In 1991, he split the editorial content of Lost Treasure in two, moving the coinshooting how-to-find-it stories to a new magazine called Treasure Facts and leaving the historical where-to-find-it stories in Lost Treasure. In 1993 he created a "coffee table" annual called Treasure Cache, in which he moved all the advertising to the back of the magazine. Treasure Facts was eventually combined back into Lost Treasure in 1997, but later split out again to the Treasure Cache annual.

The most important change to Lost Treasure under Harris has been the introduction in June 1996 of Lost Treasure OnLine, the Lost Treasure website. As Lost Treasure had been an innovator in desktop publishing in the 1980s, it was an innovator again in the World Wide Web in the 1990s.

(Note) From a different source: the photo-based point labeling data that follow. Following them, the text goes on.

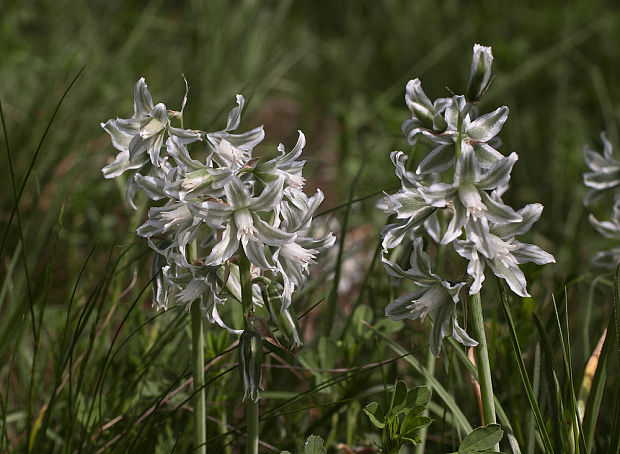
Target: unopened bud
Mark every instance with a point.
(419, 104)
(480, 73)
(285, 319)
(250, 363)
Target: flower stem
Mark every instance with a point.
(482, 362)
(430, 366)
(198, 359)
(251, 409)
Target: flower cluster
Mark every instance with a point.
(216, 202)
(462, 178)
(604, 178)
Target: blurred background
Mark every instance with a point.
(335, 70)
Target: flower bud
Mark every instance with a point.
(419, 104)
(480, 73)
(250, 363)
(285, 320)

It was an ambitious project, with the site introducing features that still exist today, such as a daily treasure tale gleaned from the wealth of stories the magazine had published during the previous years, a daily treasure tip, a monthly treasure tale from each state, featured stories from the current issue of Lost Treasure and a monthly metal detector giveaway. The site has since added features such as an archival search of old magazines, marketplace and a service to help treasure hunters get together. By entering the Internet age early, Lost Treasure was able to buck the trend of magazines and newspapers not able to keep up with and profit from the latest publishing technologies.

Current publisher Lee Harris has now led Lost Treasure longer than both of the previous publishers combined. Under his leadership, the magazine commands universal respect from both treasure hunting enthusiasts and the commercial treasure-finding equipment industry. As a former editor of the magazine, I have been fortunate enough to get to know all three publishers of the magazine. In my discussions with the former publishers, they have both expressed genuine regret in ever giving up Lost Treasure, a real testament to the magazine's success and longevity.

The magazine is available in both traditional printed-on-paper, magazine format and digital PDF format, allowing worldwide distribution and the ability to use computer search techniques to quickly find information inside each issue, a further aid to people wanting to find treasures on their own. An enthusiastic roster of writers regularly contribute articles, with each issue containing vibrant tales of a historical nature and educational tips on the latest methods and equipment to find lost treasures of all types.

In a way, the name of the flagship magazine is ironic. Lost Treasure is very much a found treasure, enriching the lives of all the people who publish it, who depend upon its publication to market their wares and especially the people who have looked forward to its arrival every month for decades to inform and entertain.